Techniques for compiling pattern matching fall into two classes, depending whether they target decision tress or backtracking automata. If we compare the two in their ability to provide diagnostics, the decision tree technique has one advantage: checks can be carried on the decision trees, since decision trees are complete and include no dead code. By contrast, backtracking automata cannot be easily analyzed. However, for reasons beyond the scope of this paper Le Fessant and Maranget [2001], some compiler designers choose the backtracking technique. This is, for instance, the case of Objective Caml Leroy et al. [2003] and our initial motivation was to carry out the pattern matching checks for this compiler. Our initial idea was of course to use a simplified version of compilation to decision trees. However, it appears that checking pattern matching requires much less work than compiling pattern matching, up to the point that our final algorithm can be considered as more than just a stripped down version of compilation to decision trees. Furthermore, studying checks per se, independently from compilation, finally yields a very general solution: our pattern matching analyzer gives valid answers for both ML and Haskell, whose semantics are quite different.

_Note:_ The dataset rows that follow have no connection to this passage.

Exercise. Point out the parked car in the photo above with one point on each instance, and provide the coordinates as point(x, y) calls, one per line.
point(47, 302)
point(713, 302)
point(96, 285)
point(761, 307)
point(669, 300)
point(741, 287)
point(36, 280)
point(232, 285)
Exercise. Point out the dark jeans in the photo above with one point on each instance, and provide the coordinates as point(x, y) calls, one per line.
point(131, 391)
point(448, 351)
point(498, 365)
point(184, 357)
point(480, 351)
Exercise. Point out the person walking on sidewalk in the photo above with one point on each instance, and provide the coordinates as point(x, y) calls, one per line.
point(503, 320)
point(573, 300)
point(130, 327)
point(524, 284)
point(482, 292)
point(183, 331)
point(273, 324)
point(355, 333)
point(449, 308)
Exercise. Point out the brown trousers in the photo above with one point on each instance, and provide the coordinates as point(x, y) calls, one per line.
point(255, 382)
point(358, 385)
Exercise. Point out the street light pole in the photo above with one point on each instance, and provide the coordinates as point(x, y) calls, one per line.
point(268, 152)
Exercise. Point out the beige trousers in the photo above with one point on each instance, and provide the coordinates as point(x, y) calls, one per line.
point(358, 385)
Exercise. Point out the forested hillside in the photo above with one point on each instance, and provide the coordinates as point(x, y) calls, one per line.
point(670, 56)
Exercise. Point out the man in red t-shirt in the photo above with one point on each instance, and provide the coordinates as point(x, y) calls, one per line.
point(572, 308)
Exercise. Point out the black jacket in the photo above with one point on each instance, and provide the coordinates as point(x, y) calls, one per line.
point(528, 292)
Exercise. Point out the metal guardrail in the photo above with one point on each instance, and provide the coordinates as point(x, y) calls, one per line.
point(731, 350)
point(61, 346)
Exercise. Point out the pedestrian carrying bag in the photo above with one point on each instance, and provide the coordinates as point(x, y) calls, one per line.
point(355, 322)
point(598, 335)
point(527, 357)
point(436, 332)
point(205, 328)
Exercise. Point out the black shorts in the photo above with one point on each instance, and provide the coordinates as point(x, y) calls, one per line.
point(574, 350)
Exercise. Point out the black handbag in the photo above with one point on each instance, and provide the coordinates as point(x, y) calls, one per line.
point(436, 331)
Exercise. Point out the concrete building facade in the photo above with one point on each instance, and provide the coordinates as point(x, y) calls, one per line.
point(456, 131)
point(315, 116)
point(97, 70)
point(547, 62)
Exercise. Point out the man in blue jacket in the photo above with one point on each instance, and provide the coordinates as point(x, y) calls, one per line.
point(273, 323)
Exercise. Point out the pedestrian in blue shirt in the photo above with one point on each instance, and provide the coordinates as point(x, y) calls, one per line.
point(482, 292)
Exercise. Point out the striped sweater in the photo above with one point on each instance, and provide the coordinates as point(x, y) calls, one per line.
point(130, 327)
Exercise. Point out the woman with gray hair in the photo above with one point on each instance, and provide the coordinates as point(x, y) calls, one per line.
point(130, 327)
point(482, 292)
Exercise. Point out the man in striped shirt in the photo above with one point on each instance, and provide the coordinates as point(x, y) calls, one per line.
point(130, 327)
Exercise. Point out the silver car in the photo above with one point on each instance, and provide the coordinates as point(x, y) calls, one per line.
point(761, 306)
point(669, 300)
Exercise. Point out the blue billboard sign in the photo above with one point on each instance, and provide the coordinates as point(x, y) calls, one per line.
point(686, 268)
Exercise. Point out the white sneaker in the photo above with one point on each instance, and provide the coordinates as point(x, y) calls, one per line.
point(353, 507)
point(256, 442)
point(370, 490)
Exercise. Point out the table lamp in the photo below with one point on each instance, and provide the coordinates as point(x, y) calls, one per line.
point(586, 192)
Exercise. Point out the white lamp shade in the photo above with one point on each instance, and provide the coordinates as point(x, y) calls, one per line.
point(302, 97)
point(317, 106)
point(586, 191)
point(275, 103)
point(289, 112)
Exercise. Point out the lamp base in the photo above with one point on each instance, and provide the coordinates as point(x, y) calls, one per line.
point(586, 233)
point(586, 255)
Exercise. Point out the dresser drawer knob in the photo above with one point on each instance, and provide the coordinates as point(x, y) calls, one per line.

We divide our study into two parts. In part I, we define pattern matching anomalies, introduce an algorithm that detects both anomalies, and prove the correctness of our algorithm with respect to the strict, lazy, and Haskell semantics of pattern matching. Part II describes the implementation of our algorithm. That is, we show how to refine and adapt our algorithm to the initial, practical, question of providing precise warnings to users. More specifically, in Section 5 we show how to strengthen a diagnostic of non-exhaustiveness by supplying examples of non-matching values. Then, in Section 6, we examine useless pattern detection, an important refinement of simple useless clause detection. This refinement naturally arises in the presence of or-patterns, a convenient feature to group clauses with identical actions. Finally, we analyze the efficiency of our implementation and conclude.